China has more monetary leeway than global peers amid coronavirus pandemic: market watchers
China has more monetary leeway than global peers
Published: Mar 20, 2020 08:28 PM

The headquarters of the People's Bank of China in Beijing Photo: IC

China's central bank on Friday surprised the market with its decision to keep its benchmark lending rate steady in March, despite a global race to cut rates amid the coronavirus pandemic. 

China's effective virus containment allows the country more leverage when it comes to the deployment of conventional monetary ammunition, market watchers said, noting that the nation has more monetary leeway than its global peers to cushion its economy from the coronavirus fallout. 

The People's Bank of China, the country's central bank, set the one-year loan prime rate (LPR) at 4.05 percent, level with the previous monthly fixing. The five-year LPR was also unchanged at 4.75 percent. 

The LPR, based on a weighted average of lending rates from 18 banks, is announced on the 20th day of every month.
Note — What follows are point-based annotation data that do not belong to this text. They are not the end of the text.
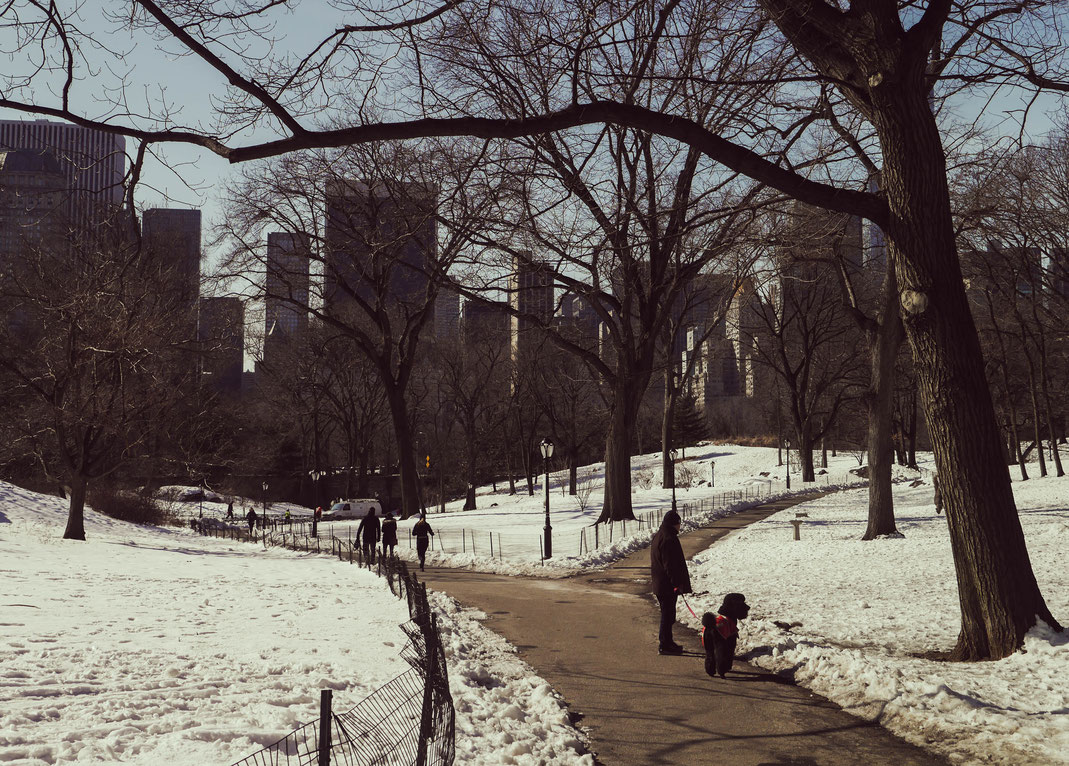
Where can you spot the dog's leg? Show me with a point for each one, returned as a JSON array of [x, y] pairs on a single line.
[[725, 655], [710, 655]]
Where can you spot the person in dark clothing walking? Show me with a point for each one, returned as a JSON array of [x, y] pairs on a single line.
[[369, 532], [669, 576], [389, 534], [421, 530]]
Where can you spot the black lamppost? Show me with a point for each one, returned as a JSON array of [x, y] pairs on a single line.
[[316, 475], [546, 448], [672, 453], [787, 446]]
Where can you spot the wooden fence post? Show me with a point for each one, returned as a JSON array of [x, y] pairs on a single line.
[[325, 718]]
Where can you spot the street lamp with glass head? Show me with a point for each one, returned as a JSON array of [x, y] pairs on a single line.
[[671, 453], [546, 448], [787, 446]]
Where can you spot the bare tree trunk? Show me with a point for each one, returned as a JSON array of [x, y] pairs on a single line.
[[618, 456], [407, 470], [913, 430], [1058, 470], [997, 591], [805, 458], [1036, 423], [885, 339], [667, 474], [76, 510]]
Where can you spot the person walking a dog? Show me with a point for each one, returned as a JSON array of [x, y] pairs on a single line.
[[670, 577]]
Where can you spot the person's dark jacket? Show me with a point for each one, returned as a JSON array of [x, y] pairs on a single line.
[[421, 529], [370, 528], [667, 563], [389, 531]]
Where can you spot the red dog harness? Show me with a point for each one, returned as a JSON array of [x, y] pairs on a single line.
[[725, 626]]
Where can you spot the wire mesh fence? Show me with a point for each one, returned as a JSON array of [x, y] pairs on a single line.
[[411, 720]]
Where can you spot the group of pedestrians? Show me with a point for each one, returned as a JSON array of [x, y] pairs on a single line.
[[372, 530]]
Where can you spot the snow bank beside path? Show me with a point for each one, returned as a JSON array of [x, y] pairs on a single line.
[[148, 645], [869, 615]]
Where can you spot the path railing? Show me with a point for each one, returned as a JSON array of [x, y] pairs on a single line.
[[409, 721]]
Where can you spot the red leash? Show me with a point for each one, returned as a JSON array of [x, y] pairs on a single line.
[[688, 607]]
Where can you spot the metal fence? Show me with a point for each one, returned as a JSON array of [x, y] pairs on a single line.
[[409, 721]]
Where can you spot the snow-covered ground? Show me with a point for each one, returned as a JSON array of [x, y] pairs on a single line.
[[869, 612], [190, 650], [505, 533], [146, 645]]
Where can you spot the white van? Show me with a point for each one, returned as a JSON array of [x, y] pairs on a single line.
[[352, 510]]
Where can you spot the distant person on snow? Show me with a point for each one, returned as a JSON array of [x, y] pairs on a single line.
[[389, 534], [369, 532], [421, 530], [670, 577]]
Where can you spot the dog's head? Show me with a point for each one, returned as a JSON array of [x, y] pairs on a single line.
[[734, 606]]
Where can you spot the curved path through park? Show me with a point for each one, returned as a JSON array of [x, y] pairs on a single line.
[[593, 638]]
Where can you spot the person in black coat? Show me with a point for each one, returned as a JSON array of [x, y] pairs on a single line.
[[669, 576], [421, 530], [369, 532], [389, 534]]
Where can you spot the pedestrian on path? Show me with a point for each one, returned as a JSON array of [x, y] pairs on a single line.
[[422, 532], [669, 576], [389, 534], [369, 531]]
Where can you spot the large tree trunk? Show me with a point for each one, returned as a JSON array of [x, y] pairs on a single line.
[[76, 511], [884, 342], [618, 454], [407, 470], [997, 591], [573, 471]]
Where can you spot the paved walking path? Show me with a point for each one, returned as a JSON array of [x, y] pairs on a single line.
[[593, 638]]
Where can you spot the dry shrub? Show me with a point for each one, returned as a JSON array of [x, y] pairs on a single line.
[[130, 506]]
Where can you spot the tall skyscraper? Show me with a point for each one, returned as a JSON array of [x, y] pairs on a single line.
[[285, 299], [171, 240], [447, 314], [382, 244], [93, 163], [530, 294], [285, 296], [32, 201], [221, 337], [484, 323]]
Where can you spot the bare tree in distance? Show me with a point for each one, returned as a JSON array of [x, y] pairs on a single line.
[[94, 339]]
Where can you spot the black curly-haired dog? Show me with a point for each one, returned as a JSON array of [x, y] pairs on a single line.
[[719, 632]]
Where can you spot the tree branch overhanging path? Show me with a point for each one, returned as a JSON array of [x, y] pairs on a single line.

The steady LPR rates came after the central bank kept the interest rate of its medium-term lending facility (MLF) loans unchanged on Monday, falling short of market expectations of further monetary easing amid a global round of interest rate cuts.

The Bank of England, the UK's central bank, announced on Thursday that it would slash its main interest rate to an all-time low of 0.1 percent. 

The US Federal Reserve made an emergency rate cut on Sunday that lowered its funds rate to near zero. The Fed also launched a $700 billion quantitative easing program, citing the coronavirus outbreak that has disrupted economic activity in many countries. 

China has been ahead of its global peers in terms of its counter-cyclical monetary and fiscal policies, said Wu Jinduo, head of fixed income at the research institute of Great Wall Securities. 

"China has already experienced the virus spread, the peak of the disease, and has reached a turning point in its coronavirus battle, while there are still no signs of peaking - not to mention a turning point - in developed countries," she told the Global Times on Friday, speaking of China's virus containment basis for monetary fine-tuning that sees the country stand apart from the rest of world. 

That the latest MLF and LPR quotations were unchanged from the previous fixings doesn't suggest China's central bank is tightening its monetary policy, Wu noted, citing a targeted reserve requirement cut last week that pumped 550 billion yuan ($77.6 billion) into the virus-hit economy, one among a mix of financing policies to keep the interest rate at a low level.

The nation continues to maintain reasonable and ample liquidity, and its benchmark rates and reserve requirement ratios are both higher than those in developed economies, meaning China has more monetary leeway than developed nations mired in liquidity traps and zero or even negative interest rates, the analyst remarked, noting that whether or not China moves to cut rates is contingent upon its first-quarter economic performance.

China's central bank still has relatively wide scope to make broad and targeted reserve requirement cuts, Shanghai Securities News reported Friday, citing Ma Jun, an external advisor to central bank monetary policy committee.